Judaism is the religion of the Jewish people. Judaica are the objects and text used in the Jewish religion and produced by Jewish culture. In this guide, we shall present articles describing major beliefs and practices of the Jewish religion, and discuss objects of Judaica and how they are used in the Jewish religion and culture.

A Religion and a People

The Jewish religion, unlike Christianity for example, is inseparable from the Jewish people and is center and starting point for all Jewish culture. According to Daniel Boyarin, the underlying distinction between religion and ethnicity is foreign to Judaism. This is because Judaism evolved in the east, before the concept of a religion separate from nationhood evolved in the West. Boyarin claims that “Jewishness disrupts the very categories of identity, because it is not national, not genealogical, not religious, but all of these, in dialectical tension.” Therefore, in a wider sense, Judaism includes the study of all things and ideas that are Jewish or produced by Jews and that are related to Jewish religious, community or national life, and is not confined to religion.
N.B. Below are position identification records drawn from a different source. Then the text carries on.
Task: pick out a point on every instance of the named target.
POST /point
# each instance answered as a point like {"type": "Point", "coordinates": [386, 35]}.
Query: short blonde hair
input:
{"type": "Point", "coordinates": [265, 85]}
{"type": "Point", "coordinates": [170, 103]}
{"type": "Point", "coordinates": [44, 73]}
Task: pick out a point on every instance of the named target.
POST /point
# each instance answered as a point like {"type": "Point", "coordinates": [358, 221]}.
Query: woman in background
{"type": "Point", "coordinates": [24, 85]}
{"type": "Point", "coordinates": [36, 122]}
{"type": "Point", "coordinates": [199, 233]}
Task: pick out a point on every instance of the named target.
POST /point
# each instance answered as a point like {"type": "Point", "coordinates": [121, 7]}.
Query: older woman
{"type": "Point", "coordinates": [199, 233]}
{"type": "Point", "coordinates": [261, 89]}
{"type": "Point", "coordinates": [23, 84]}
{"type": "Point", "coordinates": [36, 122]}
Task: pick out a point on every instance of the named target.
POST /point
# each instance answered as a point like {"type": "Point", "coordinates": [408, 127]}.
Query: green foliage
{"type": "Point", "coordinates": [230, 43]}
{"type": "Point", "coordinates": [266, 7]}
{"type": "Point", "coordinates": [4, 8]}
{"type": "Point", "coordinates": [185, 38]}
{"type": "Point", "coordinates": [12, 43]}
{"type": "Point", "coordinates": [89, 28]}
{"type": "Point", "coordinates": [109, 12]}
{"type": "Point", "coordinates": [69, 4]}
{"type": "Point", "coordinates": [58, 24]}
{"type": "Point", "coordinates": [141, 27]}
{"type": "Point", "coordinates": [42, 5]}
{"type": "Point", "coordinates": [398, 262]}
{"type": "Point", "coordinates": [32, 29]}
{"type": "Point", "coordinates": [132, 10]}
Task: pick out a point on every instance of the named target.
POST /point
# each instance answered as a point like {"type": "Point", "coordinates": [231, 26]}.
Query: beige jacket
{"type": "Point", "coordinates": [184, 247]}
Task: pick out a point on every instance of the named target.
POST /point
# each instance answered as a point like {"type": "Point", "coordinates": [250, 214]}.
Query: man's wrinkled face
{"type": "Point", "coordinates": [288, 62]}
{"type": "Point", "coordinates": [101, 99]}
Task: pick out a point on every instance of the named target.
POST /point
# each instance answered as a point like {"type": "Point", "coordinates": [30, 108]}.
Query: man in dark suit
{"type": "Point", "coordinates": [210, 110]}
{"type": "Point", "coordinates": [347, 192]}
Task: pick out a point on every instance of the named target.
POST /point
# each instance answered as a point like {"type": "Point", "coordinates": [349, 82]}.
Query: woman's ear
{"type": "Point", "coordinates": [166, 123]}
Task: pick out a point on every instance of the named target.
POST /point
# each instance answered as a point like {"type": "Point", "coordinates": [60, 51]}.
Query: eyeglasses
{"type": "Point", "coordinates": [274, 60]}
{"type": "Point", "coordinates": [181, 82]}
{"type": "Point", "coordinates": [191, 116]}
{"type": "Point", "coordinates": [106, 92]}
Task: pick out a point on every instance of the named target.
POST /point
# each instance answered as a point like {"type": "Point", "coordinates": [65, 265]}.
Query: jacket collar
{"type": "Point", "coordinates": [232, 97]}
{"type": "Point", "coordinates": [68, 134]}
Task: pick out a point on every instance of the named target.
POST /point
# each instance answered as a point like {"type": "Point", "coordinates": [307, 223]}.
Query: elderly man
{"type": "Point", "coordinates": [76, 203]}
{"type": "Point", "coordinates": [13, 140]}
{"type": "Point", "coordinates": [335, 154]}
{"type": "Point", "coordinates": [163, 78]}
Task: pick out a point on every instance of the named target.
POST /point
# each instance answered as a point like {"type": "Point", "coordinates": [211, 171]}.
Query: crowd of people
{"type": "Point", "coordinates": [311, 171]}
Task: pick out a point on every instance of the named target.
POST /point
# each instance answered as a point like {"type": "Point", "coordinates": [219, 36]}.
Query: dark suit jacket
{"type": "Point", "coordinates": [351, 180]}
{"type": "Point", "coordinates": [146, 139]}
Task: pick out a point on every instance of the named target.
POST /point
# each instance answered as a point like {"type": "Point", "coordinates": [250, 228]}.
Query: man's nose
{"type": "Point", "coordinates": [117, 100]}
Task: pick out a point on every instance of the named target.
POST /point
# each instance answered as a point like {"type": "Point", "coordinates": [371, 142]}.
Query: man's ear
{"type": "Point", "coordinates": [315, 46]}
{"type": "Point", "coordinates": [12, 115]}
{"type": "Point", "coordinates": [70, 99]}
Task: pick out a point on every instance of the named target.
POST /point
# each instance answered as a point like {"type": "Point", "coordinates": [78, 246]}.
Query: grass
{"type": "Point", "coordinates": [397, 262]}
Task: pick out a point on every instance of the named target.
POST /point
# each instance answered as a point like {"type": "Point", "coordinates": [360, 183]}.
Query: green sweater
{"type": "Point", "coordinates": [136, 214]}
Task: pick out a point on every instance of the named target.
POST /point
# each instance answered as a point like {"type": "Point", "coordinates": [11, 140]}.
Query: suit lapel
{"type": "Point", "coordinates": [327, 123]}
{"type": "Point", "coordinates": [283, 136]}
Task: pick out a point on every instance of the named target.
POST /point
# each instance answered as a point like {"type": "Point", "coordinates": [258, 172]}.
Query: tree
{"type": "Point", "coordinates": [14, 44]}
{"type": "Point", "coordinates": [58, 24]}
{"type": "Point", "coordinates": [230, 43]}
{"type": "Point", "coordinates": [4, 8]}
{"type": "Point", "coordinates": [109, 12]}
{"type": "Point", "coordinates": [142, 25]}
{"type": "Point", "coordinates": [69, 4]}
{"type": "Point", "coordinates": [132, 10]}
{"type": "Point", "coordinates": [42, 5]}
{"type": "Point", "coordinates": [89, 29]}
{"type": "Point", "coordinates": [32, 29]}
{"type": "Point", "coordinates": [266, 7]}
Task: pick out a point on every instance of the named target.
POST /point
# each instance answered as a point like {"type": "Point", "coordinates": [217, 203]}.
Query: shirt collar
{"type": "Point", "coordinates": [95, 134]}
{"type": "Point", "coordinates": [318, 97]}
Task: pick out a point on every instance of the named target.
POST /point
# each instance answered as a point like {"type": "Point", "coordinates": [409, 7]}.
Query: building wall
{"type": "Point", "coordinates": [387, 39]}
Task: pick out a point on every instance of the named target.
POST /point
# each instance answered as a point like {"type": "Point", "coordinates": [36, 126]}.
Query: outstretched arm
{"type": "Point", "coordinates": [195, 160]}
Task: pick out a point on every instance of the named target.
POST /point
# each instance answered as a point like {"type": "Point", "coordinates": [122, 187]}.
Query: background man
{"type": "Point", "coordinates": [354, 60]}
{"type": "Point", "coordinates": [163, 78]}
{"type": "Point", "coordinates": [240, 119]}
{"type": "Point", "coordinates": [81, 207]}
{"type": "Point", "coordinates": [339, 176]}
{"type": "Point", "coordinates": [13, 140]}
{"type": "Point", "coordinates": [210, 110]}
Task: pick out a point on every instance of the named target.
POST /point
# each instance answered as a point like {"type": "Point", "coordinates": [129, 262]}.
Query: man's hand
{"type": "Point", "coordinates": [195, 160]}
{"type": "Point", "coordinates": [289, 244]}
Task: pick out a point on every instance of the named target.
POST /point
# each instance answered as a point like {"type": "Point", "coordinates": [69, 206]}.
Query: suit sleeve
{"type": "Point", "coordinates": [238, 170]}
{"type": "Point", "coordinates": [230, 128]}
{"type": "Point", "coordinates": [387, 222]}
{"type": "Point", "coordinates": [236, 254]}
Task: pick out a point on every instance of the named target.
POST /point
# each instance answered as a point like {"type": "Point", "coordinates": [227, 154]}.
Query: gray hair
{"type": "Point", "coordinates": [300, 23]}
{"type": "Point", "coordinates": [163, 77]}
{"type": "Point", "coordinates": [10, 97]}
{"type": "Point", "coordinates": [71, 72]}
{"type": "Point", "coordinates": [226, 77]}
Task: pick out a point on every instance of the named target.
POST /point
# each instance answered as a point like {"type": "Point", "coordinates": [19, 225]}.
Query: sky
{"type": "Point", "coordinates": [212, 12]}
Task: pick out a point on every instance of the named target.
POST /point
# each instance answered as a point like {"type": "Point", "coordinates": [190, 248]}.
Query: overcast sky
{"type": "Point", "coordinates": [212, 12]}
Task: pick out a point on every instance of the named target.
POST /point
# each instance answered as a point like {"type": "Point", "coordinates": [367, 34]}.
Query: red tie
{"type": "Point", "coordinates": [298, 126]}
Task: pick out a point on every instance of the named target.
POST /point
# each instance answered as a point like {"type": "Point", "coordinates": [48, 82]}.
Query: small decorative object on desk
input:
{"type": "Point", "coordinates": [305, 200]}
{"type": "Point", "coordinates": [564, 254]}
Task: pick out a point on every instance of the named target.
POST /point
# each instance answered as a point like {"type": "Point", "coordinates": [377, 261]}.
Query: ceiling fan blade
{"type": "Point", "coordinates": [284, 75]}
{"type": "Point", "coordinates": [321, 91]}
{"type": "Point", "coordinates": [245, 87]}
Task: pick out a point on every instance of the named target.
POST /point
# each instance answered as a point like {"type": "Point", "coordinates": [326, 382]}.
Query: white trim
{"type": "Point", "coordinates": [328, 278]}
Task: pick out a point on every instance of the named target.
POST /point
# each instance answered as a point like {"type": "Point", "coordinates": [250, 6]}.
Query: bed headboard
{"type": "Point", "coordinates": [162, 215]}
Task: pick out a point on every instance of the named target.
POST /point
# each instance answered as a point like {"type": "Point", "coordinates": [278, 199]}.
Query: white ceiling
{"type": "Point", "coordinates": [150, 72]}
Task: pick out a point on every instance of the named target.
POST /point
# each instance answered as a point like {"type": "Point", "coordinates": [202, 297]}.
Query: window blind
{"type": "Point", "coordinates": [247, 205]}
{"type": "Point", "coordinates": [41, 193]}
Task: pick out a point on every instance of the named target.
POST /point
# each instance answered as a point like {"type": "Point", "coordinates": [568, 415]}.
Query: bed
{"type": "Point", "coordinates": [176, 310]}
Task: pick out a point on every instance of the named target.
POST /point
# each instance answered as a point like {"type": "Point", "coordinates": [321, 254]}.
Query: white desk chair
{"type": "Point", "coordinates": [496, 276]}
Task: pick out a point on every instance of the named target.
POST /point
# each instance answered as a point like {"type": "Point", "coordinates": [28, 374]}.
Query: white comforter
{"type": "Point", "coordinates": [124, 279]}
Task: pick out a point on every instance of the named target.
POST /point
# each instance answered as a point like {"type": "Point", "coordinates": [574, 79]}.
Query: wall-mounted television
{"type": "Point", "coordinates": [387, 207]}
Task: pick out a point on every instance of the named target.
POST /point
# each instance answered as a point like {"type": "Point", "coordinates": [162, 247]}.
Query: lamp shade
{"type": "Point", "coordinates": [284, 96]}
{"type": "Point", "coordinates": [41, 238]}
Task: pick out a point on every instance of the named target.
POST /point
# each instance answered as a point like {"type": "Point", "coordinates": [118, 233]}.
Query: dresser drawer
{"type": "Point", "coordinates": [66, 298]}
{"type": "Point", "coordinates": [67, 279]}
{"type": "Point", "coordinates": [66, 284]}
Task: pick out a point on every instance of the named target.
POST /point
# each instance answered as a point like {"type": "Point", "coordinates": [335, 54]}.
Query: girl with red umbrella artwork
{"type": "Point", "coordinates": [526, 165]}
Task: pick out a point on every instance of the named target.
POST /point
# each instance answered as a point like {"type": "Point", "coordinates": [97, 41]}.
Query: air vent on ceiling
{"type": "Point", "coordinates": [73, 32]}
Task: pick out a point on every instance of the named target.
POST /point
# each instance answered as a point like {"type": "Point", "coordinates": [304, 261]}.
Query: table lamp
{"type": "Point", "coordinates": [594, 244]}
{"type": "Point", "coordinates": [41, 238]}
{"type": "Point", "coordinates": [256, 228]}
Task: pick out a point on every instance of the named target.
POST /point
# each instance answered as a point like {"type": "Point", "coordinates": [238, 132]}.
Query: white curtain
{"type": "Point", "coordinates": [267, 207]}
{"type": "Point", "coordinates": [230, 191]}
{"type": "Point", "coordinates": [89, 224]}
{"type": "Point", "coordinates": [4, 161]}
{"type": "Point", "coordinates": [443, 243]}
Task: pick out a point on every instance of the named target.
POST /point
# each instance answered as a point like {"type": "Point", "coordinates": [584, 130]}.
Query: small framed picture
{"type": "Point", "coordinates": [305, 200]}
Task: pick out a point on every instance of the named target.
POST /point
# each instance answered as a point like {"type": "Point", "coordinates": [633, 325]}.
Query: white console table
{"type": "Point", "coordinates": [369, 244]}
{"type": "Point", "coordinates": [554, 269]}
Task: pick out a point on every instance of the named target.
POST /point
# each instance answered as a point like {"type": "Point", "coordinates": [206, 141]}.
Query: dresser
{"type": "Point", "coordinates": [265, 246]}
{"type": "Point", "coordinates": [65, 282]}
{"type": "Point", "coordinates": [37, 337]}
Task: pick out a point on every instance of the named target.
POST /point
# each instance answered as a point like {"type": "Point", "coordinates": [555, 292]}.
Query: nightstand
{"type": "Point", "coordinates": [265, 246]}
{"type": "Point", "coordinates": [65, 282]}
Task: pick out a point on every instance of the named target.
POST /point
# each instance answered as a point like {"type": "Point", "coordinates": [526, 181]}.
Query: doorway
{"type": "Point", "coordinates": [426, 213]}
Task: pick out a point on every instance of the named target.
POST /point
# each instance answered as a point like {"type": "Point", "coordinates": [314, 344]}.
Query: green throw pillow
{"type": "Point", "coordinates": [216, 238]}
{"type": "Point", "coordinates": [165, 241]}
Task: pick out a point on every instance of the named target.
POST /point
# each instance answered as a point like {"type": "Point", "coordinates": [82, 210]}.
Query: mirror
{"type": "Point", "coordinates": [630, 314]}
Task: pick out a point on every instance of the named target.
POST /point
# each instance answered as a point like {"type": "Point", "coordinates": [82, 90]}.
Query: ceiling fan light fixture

Origins and evolution of Judaism

Judaism is one of the oldest monotheistic religions, and the oldest one in existence today. It is the precursor of both Christianity and Islam, which borrowed many concepts from Judaism. Judaism has evolved and diversified in both space and time, reflecting the vicissitudes of a people twice exiled from its homeland, and cut off from its national center and center of worship in Jerusalem. The commandments of the Torah, the oldest book of law, were modified by the later oral tradition embodied with the Mishnah, and modified again with the destruction of the temple and codified in the Babylonian and Jerusalem Talmud. Jewish law was further elaborated in the Shulkhan Aruch and the writings of Maimonides and others. Judaism underwent further transformations with the coming of the 19th century enlightenment, and the return to Zion in our own time. Scattered to the four corners of the globe, the Jewish religion developed two major streams of practice: Ashkenazic and Sephardic, that nonetheless strived to remain united despite the vast distances that separated them, and the diverse cultural influences upon them. They evolved a common liturgy in Hebrew and Aramaic as well as common customs for holiday celebrations, sacraments and life cycle events.

The People of the Book

The Jews are the known as “the people of the book.” The book is the Old Testament Bible, or Tanach which is a record of the history of the ancient people of Israel up to the first exile, viewed in terms of the relation of the Jews to God. To this book, which also defined the laws given to the Jewish people, were added a codification of Oral law, the Mishnah, and an amplification and redesign of customs following the destruction of the Jewish temple, the Talmud.

Elements of the Jewish faith

Throughout the centuries, Judaism as a religion maintained a unity of faith and practice centered around the following elements:

• Monotheism – a belief in one spiritual non-anthropomorphic God, who has no intercessors and who cannot be pictured.

• The centrality of Jerusalem and the land of Israel to Jewish religious and national life.

• Belief in the Messiah and in collective salvation as well as in an afterlife.

• The observance of the major holidays – Rosh Hashanah, Yom Kippur, Sukkot, Passover, Shavuot, with the addition of Hanukkah and Purim.

• Observance of Kashrut (dietary laws).

• Observance of common liturgy.

• Marriage within the faith and the Jewish people.

• Belief in the sanctity of life as an over-riding concern.

• Observance of the 613 commandments of the law (“Taryag Mitzvot”) as codified in the Babylonian Talmud.

The Jewish Confession of Faith

The Jewish confession of faith, equivalent to the Muslim Shehada and the Catholic Credo, is the ancient Shema Yisrael prayer:

“Shema Yisrael, Adonai Eloheinu, Adonai Echad” – Hear O Israel, the Lord is our God, the Lord is one.

Articles of Judaica

Jewish handicrafts and decorated religious articles typically utilize characteristic symbols such as the Jewish star and lion of David. Designs are constrained by the religious stricture against drawing a human figure that might be considered the image of God. Articles of Judaica include anything that is used in Jewish worship, study and religious observances, and may include anything that is a product of Jewish culture: articles of apparel and religious dress such as a Kippah (yarmulkeh) or Tallit, Sabbath candlesticks, Shofar, Megilat Esther, prayer books, volumes of the Tanach, Talmud and other books, Mezuza and Hannukiya, Jewish Jewelry incorporating Jewish symbols and various products of Israel.